By Willy Russell, director Sarah Punshon, with Lauryn Redding and Andrew Pollard (who looked as if he was born to play Malvolio)
I’d never seen this play (or the film version before) and was thoroughly entertained. It’s an updated Pygmalion, where Galatea finds her own voice. The actors were very good (and since it was in the round and we were in the front row, I got a good look at them), and there was plenty to ponder on about education, culture and the stifling conformity of both academia and working-class life. It didn’t pull any punches about the low expectations of the latter and the hostility you can expect if you stick your head above the parapet. And yet . . . Rita’s tale of her mother’s sad insistence that “we know better songs than that” after a Saturday night sing-song in the pub was straight out of Richard Hoggart’s disdain for the jukebox.

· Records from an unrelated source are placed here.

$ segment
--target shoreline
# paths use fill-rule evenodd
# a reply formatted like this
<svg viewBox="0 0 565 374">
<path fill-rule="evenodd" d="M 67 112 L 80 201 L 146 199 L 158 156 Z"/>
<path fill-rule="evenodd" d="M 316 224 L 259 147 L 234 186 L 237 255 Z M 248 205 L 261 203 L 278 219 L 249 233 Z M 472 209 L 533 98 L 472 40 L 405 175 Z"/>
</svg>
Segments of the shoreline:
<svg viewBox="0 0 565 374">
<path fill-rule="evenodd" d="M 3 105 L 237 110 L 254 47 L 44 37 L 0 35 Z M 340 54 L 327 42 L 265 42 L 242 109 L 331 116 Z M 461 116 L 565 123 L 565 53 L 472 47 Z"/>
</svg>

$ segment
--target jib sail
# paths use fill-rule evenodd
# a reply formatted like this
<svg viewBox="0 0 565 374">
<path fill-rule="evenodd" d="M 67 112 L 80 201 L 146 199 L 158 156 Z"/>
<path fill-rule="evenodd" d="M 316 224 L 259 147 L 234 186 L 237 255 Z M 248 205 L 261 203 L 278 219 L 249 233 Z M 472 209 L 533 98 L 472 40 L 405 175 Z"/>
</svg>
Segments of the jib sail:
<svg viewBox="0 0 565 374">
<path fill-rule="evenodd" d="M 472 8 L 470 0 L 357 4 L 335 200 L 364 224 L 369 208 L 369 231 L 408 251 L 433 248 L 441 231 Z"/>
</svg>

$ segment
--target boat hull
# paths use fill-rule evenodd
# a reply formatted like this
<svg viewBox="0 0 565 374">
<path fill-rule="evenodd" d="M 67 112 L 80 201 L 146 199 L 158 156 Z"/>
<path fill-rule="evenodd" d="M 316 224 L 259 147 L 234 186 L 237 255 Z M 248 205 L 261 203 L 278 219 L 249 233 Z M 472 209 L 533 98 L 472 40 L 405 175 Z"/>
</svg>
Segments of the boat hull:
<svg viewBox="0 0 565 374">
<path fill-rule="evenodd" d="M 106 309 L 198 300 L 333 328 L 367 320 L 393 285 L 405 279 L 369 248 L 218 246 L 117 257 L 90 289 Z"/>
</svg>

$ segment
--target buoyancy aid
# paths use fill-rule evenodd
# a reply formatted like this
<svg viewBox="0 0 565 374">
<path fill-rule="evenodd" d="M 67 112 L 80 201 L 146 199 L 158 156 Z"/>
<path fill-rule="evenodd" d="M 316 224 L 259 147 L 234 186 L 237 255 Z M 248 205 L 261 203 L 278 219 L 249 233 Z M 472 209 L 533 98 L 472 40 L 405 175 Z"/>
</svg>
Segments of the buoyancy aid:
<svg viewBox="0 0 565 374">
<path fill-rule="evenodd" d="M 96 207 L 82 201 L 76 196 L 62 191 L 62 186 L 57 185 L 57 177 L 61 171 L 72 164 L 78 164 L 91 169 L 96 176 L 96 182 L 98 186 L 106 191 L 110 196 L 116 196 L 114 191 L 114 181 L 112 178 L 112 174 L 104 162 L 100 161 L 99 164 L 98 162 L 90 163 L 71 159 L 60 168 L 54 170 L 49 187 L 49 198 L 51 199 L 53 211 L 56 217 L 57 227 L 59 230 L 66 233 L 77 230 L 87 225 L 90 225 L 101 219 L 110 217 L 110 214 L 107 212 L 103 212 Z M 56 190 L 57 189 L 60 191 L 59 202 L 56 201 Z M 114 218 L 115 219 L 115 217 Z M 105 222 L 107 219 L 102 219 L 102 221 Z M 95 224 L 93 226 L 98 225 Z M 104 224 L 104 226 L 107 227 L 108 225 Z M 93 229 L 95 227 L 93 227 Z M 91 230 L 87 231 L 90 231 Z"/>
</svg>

Rita’s transformation from brash ignorance and an unquenchable thirst to know more to someone who could manipulate academic language was perhaps overdone (did you ever get one-to-one tutorials with the OU?), but it did make a powerful point about the privilege of choice. It’s not necessarily something you could take for granted if you were working class and female in the 1980s. Any minuscule tinge of regret that I may have felt at hearing her spout the academic norms about Blake was vastly outweighed by the thought that any greater sense of regret would have been tantamount to wishing to see her as some kind of working-class pet. (As Frank partly did.)